Unterstützung erhielt "Erlebnis Bad Nauheim" von der Stadt und von den Bad Nauheimer Salontänzern, die das "Jugendstil-Wochenende" in der Innenstadt sichtbar machten. Im Mittelpunkt der Tanzformationen steht bei den Salontänzern die Pflege alter Gesellschaftstänze.

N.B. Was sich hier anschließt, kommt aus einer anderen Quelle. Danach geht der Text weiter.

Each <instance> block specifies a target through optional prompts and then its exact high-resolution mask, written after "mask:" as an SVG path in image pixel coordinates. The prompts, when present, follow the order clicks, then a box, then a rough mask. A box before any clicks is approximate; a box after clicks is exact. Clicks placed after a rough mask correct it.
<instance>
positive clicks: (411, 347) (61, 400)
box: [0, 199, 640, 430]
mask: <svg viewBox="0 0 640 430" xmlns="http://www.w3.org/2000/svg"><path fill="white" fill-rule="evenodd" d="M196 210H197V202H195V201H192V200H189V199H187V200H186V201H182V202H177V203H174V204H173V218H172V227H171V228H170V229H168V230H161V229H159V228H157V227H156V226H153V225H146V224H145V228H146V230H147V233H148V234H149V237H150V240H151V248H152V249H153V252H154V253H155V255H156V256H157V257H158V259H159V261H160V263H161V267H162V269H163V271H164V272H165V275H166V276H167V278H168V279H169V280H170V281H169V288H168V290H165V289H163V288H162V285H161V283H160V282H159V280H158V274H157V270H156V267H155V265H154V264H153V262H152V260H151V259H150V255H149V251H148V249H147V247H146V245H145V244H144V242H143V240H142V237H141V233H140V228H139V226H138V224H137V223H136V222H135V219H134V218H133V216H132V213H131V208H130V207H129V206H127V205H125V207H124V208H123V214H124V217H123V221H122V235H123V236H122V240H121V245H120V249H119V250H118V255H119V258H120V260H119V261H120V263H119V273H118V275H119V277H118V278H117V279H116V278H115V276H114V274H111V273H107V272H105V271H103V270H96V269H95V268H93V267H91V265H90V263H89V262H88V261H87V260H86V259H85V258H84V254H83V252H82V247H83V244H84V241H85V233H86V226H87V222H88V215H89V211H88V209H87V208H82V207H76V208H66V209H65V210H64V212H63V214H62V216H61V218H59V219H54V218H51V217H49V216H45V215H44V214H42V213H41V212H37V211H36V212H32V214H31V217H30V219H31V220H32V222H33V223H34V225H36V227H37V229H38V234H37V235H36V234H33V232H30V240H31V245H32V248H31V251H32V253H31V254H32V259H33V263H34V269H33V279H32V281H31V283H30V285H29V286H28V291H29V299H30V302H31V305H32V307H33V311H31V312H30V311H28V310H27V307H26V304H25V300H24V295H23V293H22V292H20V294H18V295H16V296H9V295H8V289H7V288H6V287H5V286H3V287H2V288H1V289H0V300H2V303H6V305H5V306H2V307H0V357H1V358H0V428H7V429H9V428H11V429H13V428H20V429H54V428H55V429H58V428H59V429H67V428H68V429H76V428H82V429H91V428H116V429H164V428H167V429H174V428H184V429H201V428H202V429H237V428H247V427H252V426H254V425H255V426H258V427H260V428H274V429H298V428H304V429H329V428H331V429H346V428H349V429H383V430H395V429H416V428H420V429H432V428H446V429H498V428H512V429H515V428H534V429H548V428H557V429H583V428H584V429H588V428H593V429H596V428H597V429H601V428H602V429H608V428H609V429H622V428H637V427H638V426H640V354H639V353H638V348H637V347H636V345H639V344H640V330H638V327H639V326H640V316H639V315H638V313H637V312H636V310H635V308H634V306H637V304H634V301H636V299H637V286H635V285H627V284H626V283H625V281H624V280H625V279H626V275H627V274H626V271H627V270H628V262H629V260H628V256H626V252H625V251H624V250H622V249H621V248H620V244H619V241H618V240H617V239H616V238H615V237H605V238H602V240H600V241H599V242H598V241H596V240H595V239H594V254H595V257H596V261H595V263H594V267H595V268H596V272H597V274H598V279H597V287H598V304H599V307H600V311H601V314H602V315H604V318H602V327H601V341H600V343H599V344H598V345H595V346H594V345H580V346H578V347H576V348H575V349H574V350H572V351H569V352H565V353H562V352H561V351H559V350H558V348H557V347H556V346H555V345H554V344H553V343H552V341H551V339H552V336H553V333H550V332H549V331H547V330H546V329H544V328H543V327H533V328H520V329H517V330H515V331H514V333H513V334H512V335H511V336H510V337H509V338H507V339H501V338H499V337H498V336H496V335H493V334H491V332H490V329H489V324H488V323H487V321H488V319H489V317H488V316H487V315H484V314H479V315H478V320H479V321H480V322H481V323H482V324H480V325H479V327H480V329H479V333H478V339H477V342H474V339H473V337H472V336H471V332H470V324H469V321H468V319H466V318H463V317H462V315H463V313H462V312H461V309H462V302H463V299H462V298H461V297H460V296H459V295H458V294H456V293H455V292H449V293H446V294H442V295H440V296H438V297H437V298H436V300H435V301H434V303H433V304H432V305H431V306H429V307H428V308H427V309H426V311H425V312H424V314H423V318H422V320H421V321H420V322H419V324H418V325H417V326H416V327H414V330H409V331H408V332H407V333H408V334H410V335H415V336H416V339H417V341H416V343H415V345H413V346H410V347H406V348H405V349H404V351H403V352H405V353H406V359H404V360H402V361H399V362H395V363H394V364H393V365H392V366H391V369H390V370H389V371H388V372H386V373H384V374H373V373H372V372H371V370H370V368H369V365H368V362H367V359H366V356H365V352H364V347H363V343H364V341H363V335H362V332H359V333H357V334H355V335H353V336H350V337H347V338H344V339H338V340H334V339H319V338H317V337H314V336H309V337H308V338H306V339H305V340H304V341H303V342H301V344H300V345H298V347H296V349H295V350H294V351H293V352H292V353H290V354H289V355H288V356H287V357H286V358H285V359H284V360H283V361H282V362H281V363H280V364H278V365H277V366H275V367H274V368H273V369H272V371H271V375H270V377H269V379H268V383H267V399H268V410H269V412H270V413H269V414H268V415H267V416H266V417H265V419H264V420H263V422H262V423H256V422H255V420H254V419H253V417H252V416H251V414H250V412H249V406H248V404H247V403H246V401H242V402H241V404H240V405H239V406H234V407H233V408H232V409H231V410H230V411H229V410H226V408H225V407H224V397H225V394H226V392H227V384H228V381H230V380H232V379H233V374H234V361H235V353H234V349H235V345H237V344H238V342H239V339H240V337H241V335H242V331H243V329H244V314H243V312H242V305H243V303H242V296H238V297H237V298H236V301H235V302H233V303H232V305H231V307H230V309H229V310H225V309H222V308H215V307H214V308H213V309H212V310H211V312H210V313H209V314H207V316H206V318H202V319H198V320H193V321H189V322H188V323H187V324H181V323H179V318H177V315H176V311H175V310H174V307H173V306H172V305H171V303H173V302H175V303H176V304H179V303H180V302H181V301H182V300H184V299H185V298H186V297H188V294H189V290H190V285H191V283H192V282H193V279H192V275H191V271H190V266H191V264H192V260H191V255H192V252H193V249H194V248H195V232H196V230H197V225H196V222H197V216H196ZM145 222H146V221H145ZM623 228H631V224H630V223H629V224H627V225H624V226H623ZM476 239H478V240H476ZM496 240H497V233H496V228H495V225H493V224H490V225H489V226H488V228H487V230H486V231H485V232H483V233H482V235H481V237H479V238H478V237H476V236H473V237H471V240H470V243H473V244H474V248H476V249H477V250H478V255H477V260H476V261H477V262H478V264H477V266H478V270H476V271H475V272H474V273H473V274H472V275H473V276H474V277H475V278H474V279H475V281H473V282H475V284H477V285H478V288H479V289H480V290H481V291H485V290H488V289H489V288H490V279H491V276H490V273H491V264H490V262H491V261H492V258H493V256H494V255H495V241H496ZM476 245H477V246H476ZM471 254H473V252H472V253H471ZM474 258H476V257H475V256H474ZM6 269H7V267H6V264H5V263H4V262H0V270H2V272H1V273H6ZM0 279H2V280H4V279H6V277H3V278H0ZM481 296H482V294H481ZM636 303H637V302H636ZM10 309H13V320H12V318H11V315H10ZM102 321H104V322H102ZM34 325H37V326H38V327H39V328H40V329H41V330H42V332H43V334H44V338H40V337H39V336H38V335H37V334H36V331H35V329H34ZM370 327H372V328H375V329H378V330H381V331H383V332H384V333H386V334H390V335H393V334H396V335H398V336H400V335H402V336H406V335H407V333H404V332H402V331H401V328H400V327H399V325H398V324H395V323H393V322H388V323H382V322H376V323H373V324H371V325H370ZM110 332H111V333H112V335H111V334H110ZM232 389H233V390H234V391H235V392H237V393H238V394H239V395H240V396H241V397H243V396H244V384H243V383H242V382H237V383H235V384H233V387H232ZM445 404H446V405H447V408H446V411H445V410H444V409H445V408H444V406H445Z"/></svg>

Die Tanzpaare boten an verschiedenen Orten in der Stadt stilvolle Tanz-Darbietungen.

Eingeladen wurde auch der Radfahrer-Verein 1893 Groß-Gerau mit seinen historischen Hochrädern. "Leider mussten wir vor einigen Tagen absagen", teilte Vereinsvorsitzender Udo Kühnel mit. "Gerne sind wir dann beim nächsten Jugendstilfestival wieder dabei." Auch die Modegruppe des Jugendstilvereins konnte leider nicht teilnehmen. "Wir sind trotzdem zufrieden", sagte Natascha Schmidt, Vorsitzende von "Erlebnis Bad Nauheim. Viele Kunden hätten den Sonntag für einen Besuch in den Geschäften eingeplant und das Angebot schließlich auch genutzt.

Kurgäste-Boom um das Jahr 1900

Ausgebucht waren am Wochenende die Stadtführungen, die an zwei Tagen angeboten wurden. Los ging es wie immer am Treffpunkt des Stadtmarketings. Der Stadtrundgang führte die Teilnehmer zu vielen sehenswerten Jugendstil-Objekten der Kurstadt. Wer sich da bestens auskennt, ist Gästeführerin Irene El-Sayed, die am Samstag die Gruppe durch die Stadt leitete. Vorbei am Benekebrunnen ging es in die Sprudelhof-Anlage, danach durch den Kurpark, vorbei an der Dankeskirche zur Trinkkuranlage, ehe der Ernst-Ludwig-Ring und die Karlstraße ebenso Historie boten. "Stellen Sie ruhig Fragen, das freut mich immer besonders", sagte El-Sayed, die den Gästen den informativen Bogen von der Zeit des Salzsiederdorfes über den ersten Kurbetrieb bis hin zum Jahr 1900 spannte, als die Stadt einen Kurgäste-Boom erlebt hatte. Zu Beginn des 20. Jahrhunderts reichten die Badeanlagen für die wachsende Zahl der Kurgäste nicht mehr aus. Es entstanden neue Bade- und Kuranlagen im Jugendstil. Die Zahl der Kurgäste stieg auf über 35 000 im Jahr, darunter viele Russen und Amerikaner.